Nine Things Every College Student Should Know About Money
You've Got To Have A Plan.
You need to create a financial plan. A financial plan is a roadmap that outlines where you are and where you are going financially. One would think mapping out your financial life would be a huge undertaking, but it is actually quite simple. A financial plan only has two sides that need to be managed. That is revenue vs. debt. Making it even more simple, it's money coming in versus money going out. The secret to financial success can be summed up in one sentence. SPEND LESS THAN YOU MAKE. That's it! Spend less than you make and you will be financially successful.

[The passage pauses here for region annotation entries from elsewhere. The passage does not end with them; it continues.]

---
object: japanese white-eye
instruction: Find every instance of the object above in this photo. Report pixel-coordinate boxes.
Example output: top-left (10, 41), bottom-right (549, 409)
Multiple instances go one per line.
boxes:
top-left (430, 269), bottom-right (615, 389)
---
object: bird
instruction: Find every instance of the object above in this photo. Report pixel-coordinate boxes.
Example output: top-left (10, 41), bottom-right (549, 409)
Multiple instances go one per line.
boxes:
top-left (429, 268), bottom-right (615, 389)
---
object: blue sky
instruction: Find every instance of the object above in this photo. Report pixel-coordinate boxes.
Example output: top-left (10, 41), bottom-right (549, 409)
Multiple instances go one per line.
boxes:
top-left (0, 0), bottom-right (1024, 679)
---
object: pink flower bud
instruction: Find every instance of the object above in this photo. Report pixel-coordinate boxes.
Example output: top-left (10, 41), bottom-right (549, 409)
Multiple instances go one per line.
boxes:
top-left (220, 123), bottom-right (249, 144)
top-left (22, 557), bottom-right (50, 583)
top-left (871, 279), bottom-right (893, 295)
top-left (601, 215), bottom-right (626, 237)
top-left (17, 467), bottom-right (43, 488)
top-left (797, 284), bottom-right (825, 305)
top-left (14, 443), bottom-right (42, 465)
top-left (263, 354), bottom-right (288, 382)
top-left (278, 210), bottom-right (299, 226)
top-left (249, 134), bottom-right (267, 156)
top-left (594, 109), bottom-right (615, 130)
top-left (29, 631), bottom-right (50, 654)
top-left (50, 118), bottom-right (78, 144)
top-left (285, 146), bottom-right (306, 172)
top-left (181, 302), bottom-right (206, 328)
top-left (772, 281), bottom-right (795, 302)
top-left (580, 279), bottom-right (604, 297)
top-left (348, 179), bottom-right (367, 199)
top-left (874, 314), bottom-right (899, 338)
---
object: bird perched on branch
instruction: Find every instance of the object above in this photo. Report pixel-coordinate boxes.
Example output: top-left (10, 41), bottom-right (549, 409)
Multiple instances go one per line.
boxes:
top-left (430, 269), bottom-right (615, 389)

Hey, You Got A Dollar I Can Borrow?
Anytime you use someone else's money to purchase something you are borrowing and it must be repaid. Borrowing has been around since the beginning of time. The reason entities will allow you to borrow is because they make a profit from loaning you money. With that in mind, it is almost always best to pay cash when making a purchase. Interest NOT paid equals money saved. In other words, "Cash is Cool" and should always be your first choice when making a purchase.
Charge !!!
Another type of credit is called "revolving". As the word revolving infers, there is no end. You make payments at the interest and credit limit offered in an open-ended financial relationship. Understanding credit cards is no simple matter. Always remember if you pay your balance in full every month, there are no penalty or interest charges. It's just like using cash and many people prefer to carry a credit card rather than large sums of cash. The problem comes in when you don't pay your balance in full.
They Are Watching.
Don't get freaked out about it because we're all being watched. "They" are the credit bureaus and they're watching how you handle money. They know who you are. They know what your personal information is and they know whether or not you're handling money properly. So, if you have a checking account, they know about it. If you have a credit card in your name, they know about it. If you have a car loan, they know about it. And, if you make a mistake, they will know about it.
If It Sounds Too Good To Be True..
It is human nature that all of us want to get rich quick. That's who we are. We want to go into the store, buy the lottery ticket, hit the lottery and walk out a millionaire. The reality is that statistically speaking you have a better chance of walking across campus and being struck by lightning than actually winning the lottery.
Appearances Can Be Deceiving.
You typically only bring home 65% to 70% of what you make. If your gross earning is $1,000, you will only bring home (net) about $650-$700 of that money. That is what you should make your plan around.
The Most Important Bill You Need to Pay Is Yourself.
Consider yourself as an expense. When you put together that financial plan and you're putting down your needs, the top line of who you need to pay should be yourself. Take a percentage of your income (a lot of people like to use ten percent) and you'll find that you can live just as well on 90% of your income as you do off of 100%. Take that percentage and put it away into some interest bearing vehicle and don't touch it. Let it grow.
The Younger, The Better.
Each one of you has going for you the single greatest factor in the creation of wealth. It doesn't matter who you are, who your family is, how much money Mommy and Daddy has, how much money you have in your pocket right now or what kind of car your drive. It's time. . . . . . the fact that you're young. The fact that you're young puts you in a position to create tremendous amounts of wealth. It's called the Rule of 70.
So You Want To Be A Millionaire?
The Rule of 70 is this. You take money and put it into some type of an interest bearing vehicle and then you take the amount of interest being earned on that money and divide it into 70. As an example, use ten percent. So, if your money is earning ten percent interest, you divide ten percent into 70 and that means that your money is going to double every seven years. The earlier you start the more chance your money is going to have to double.